What constitutes a successful life? We are accustomed to defining success in terms of wealth, power and prestige. But is this what truly makes for a successful life?
The word success comes from the Latin succedere, which simply means “make something happen.” So what if the something accrued to the benefit of others rather than oneself? What if success was defined by a person’s value to others?
The connection between successful behavior and good behavior has been lost, and success now trumps goodness as a desirable attribute. Why is this so? It’s not that long ago that I remember my mom and dad encouraging me to be a good boy and abide by the golden rule. This was my number one charge in life: be good!
- Don’t pick on your brothers and sisters.
- Help Mrs. Shaw with her groceries.
- Be nice to the boy across the street.
- Don’t jump in front of the line.
- Share your toys.
- Say you’re sorry when you hurt someone.
- Always say thank you.
To be sure, these were simpler times.
What’s coming into full view now are the hazards of defining success without regard to moral and ethical values. As Alexander Solzhenitsyn observed,
Maybe what we need is a new paradigm for success based on ethical behavior that benefits the many and not the few.
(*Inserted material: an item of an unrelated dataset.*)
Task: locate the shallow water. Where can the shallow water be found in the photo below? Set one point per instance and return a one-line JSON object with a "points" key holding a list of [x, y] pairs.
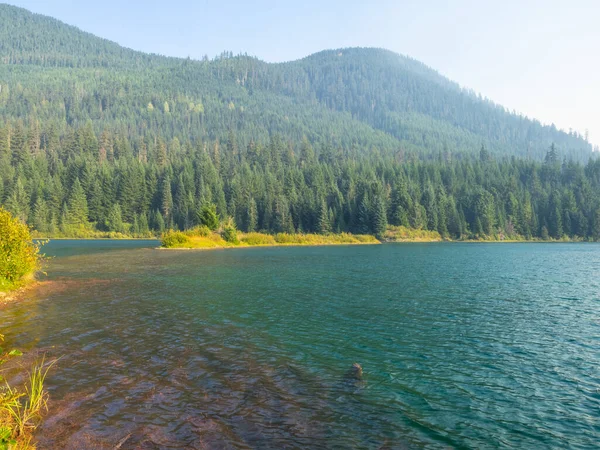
{"points": [[462, 345]]}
What if success was characterized by goodness?
Here’s such a success story:
My Aunt Annabelle McCoy was a member of the Sisters of Charity Providence from 1942 until her death in 2004. (Her professed name was Sister Mary Audrey).
She and her six sisters were raised in Yakima, Washington during the Depression. My Grandpa Jack, her father, was a chronic alcoholic, largely unemployed, and Grandma Francis worked outside the home to support the family. My mother, the eldest sister, was left to care for her sisters. This arrangement did not work well and the family was soon unraveling.
In 1931 the McCoy family moved next door to Mrs. Laura Lindekugel, “Mama Lindy” to those who knew her. She was a widow with nine children, a devout Catholic, and an excellent gardener. She kept a robust garden and with chickens and an apple tree out back she had enough food to feed the neighborhood, and feed them she did. If anyone came by in need of a meal the soup was always on; Mama Lindy made sure no one went hungry.
My mom and her sisters found in Mama Lindy a surrogate mother. She was their lifeline, whether it was corn that was needed, cardboard for hole-ridden shoe, or a cookie on a forgotten birthday. Mama Lindy was always there.
- Mama Lindy carried her burdens lightly, never complaining about not having enough, even though she had a lot of mouths to feed.
- Mama Lindy was filled with the business of living and thrived on the demands of that busy life.
- Mama Lindy was the picture of a successful life.
Mama Lindy etched into the soul of my Aunt Annabelle this picture of goodness, so much so that she, like four of Mama Lindy’s own children, entered religious life. In the world of 80 years ago a vocation in religious service was among the clearest ways to serve others. Aunt Annabelle (Sister Mary Audrey) would dedicate the next 62 years of her life to serving the poor as a Sister of Charity Providence. When she was old and arthritic she refused to retire, electing instead to volunteer to clean the homes of elderly people in need. She, more than any human being I ever met, took her very identity from serving the poor.
I spent many hours with my aunt in the last years of her life. She often reflected on her time in Yakima during the Depression. What she remembered was the goodness of those days all because of one powerful, poignant, purposeful person, Mama Lindy. Mama Lindy, the woman who made something happen in the life of one poor girl in Yakima, Washington, sharing her goodness and demonstrating what really constitutes a successful life.